In tale ridda di ipotesi (o di illazioni) emergente dagli atti, appare evidente che una
valutazione di quanto in realtà accaduto e l’individuazione delle consequenziali
responsabilità, presuppone necessariamente l’esaurimento degli accertamenti in corso da
parte dell’organo inquirente, di cui ha riferito nel corso del dibattimento lo stesso
Procuratore Federale.
Soltanto all’esito di tali accertamenti potranno eventualmente assumere significativo rilievo
quelle circostanze che hanno costituito oggetto di contrastanti interpretazioni tra le parti e
segnatamente potrà emergere la reale consistenza probatoria di alcuni episodi verificatisi
sul terreno di giuoco ovvero dell’azione giudiziaria promossa nell’immediatezza della gara.”
Successivamente, l’Ufficio Indagine, con lettera del 3/9/2004 trasmessa alla Procura Federale
e da quest’ultima inviata via fax a questa Commissione in data 7/9/2004, comunicava che
“… fatta salva la possibilità di invio di nuovi atti da parte della magistratura ordinaria (non
ipotizzabile, né preventivabile), non sono in corso accertamenti di qualsivoglia genere
inerenti l’oggetto [gara Chievo Verona-Modena del 2/5/2004]”.
Il presidente della Commissione, con atto datato 9 dicembre 2004 e stante il mancato
ricevimento di notizie circa le presunte indagini in corso sulla soc. Reggina, reiterava alla
Procura Federale la richiesta di informazioni sullo stato di tale indagine.
L’Ufficio della Procura, con atto datato 20 dicembre 2004, informava questa Commissione
che non era in corso alcuna indagine riguardante tale società, confermando le precedenti
comunicazioni.
Veniva quindi convocato il nuovo dibattimento per il giorno 23 febbraio 2005.
Il presidente Amadei, il sig. Tosi e la soc. Modena hanno fatto pervenire in data 21 febbraio
2005 una memoria difensiva nella quale, oltre a richiamare in toto gli atti depositati
precedentemente lo stralcio, hanno chiesto il proscioglimento da ogni addebito, non
essendosi aggiunto alcun elemento probatorio in relazione ai richiesti approfondimenti (sulla
cui base questa Commissione ha disposto lo stralcio).
Erano presenti alla riunione del 23 febbraio il Vice Procuratore Federale, i signori Amadei e
Tosi, assistiti dal proprio legale, il legale del Marasco ed il difensore della soc. Chievo
Verona, nonché il rappresentante della Soc. A.C. Venezia ammessa a partecipare ex art. 37 c.
7 C.G.S., come da separata ordinanza allegata agli atti.

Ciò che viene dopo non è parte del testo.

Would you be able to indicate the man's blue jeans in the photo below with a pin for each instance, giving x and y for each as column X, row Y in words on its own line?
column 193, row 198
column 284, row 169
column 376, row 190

Il Procuratore Federale richiamava i motivi del deferimento e concludeva chiedendo per
Romano Amadei e Doriano Tosi tre anni di inibizione, per la Soc. Modena la retrocessione e
per la Soc. Chievo tre punti di penalizzazione. Relativamente ad Antonio Marasco, la
Procura chiedeva l’applicazione di una sanzione per la cui quantificazione - tenuto conto
della sanzione già inflitta - si rimetteva alla decisione della Commissione.
Inoltre, il rappresentante della Procura Federale si riservava, all’esito della decisione di
questa Commissione, di adottare eventuali provvedimenti nei confronti di tesserati della soc.
Chievo Verona.
La difesa di Amadei, Tosi e della Soc. Modena ha concluso richiamando i motivi illustrati
nelle memorie difensive agli atti, chiedendo il proscioglimento dei propri assistiti.
Il difensore del Marasco ha concluso chiedendo il proscioglimento del proprio assistito.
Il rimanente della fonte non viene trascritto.